When it comes to organizational success, every interaction between people is for better or worse. The effects are cumulative. If they aren’t getting better they probably are getting worse.

Ridge’s training is built on the four following principles or “rules” to make sure interactions and important relationships are consistently and intentionally getting better so they yield better results.

Rule One: Communicate with purpose.

Most people think they know what they want to get out of an interaction, but they’re casual about it. You may think that all you need to do is tell people about a new policy, procedure, task, or deadline—but what do you want people to do as a result? Do you want them to change in some way? Do they need to be bought in? Do they have competing priorities that need to be addressed? Being intentional about your purpose up front will inform your communication strategy and reduce the toll needless friction takes on your time, results, and relationships.

Rule Two: Tune into tension.

Unmanaged tension kills productivity and the relationships crucial to your success.
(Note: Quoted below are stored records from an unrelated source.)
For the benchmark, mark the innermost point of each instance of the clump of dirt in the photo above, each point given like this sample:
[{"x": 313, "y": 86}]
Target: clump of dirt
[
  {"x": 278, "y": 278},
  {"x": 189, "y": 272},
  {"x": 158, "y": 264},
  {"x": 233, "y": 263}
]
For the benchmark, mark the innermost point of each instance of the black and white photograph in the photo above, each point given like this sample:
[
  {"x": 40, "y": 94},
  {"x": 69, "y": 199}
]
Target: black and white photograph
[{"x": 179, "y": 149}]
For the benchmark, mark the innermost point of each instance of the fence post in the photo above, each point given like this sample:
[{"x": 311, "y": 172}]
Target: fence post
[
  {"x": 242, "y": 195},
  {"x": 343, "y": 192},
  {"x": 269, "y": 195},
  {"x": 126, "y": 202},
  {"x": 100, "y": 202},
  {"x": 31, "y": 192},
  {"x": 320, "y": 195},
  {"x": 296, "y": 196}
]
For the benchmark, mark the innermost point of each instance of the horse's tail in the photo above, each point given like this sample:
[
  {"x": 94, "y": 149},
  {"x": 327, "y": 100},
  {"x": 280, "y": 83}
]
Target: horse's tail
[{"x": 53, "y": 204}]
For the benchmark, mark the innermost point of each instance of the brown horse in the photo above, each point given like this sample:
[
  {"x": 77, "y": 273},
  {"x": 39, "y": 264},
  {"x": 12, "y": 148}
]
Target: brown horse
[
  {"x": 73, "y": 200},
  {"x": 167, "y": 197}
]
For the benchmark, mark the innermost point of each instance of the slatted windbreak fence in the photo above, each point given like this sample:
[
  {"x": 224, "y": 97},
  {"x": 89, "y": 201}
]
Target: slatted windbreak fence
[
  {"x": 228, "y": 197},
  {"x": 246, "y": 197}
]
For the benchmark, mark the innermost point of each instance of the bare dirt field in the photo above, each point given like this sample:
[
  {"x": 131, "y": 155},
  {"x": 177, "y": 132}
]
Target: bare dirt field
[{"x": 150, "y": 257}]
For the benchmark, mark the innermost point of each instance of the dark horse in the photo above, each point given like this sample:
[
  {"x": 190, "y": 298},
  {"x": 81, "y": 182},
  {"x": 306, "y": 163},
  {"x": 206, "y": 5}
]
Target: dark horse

Don’t wait until arguments break out to manage it. People are always sending us signals about how they’re receiving what we’re saying–in their tone and body language as well as in their words. By keeping your radar up you can keep the dynamics between you and others positive which in turn yield better outcomes and more effective relationships, now and in the future.

Rule Three: Listen early and often.

Listening truly is the master skill of effective communication. It transforms misunderstanding, conveys empathy, and is an expression of respect and positive regard for the speaker–even in the midst of tension or conflict. Unfortunately listening isn’t as easy or common as most people think. We may think we’re listening but more often than not others don’t experience us that way. Few people in our work or home lives feel listened to enough. Do you? Great listening is an ongoing practice, not an occasional event. Cultivating this practice and closing the listening gap is key to getting the best from your working relationships with others.

Rule Four: Speak so people can learn.

When you speak, do you think about how others will receive what you say? Probably not: most people speak from their own frames of reference rather than speak to the recipient’s. If your words seem to fall on deaf ears, that may be why. To get better results, speak so people can learn. Tell employees how the feedback you’re giving will improve their success. Explain to customers the rationale for a specific policy. Be genuine, even if it is the company line. What you need to say may not always be up to you. How you say it is.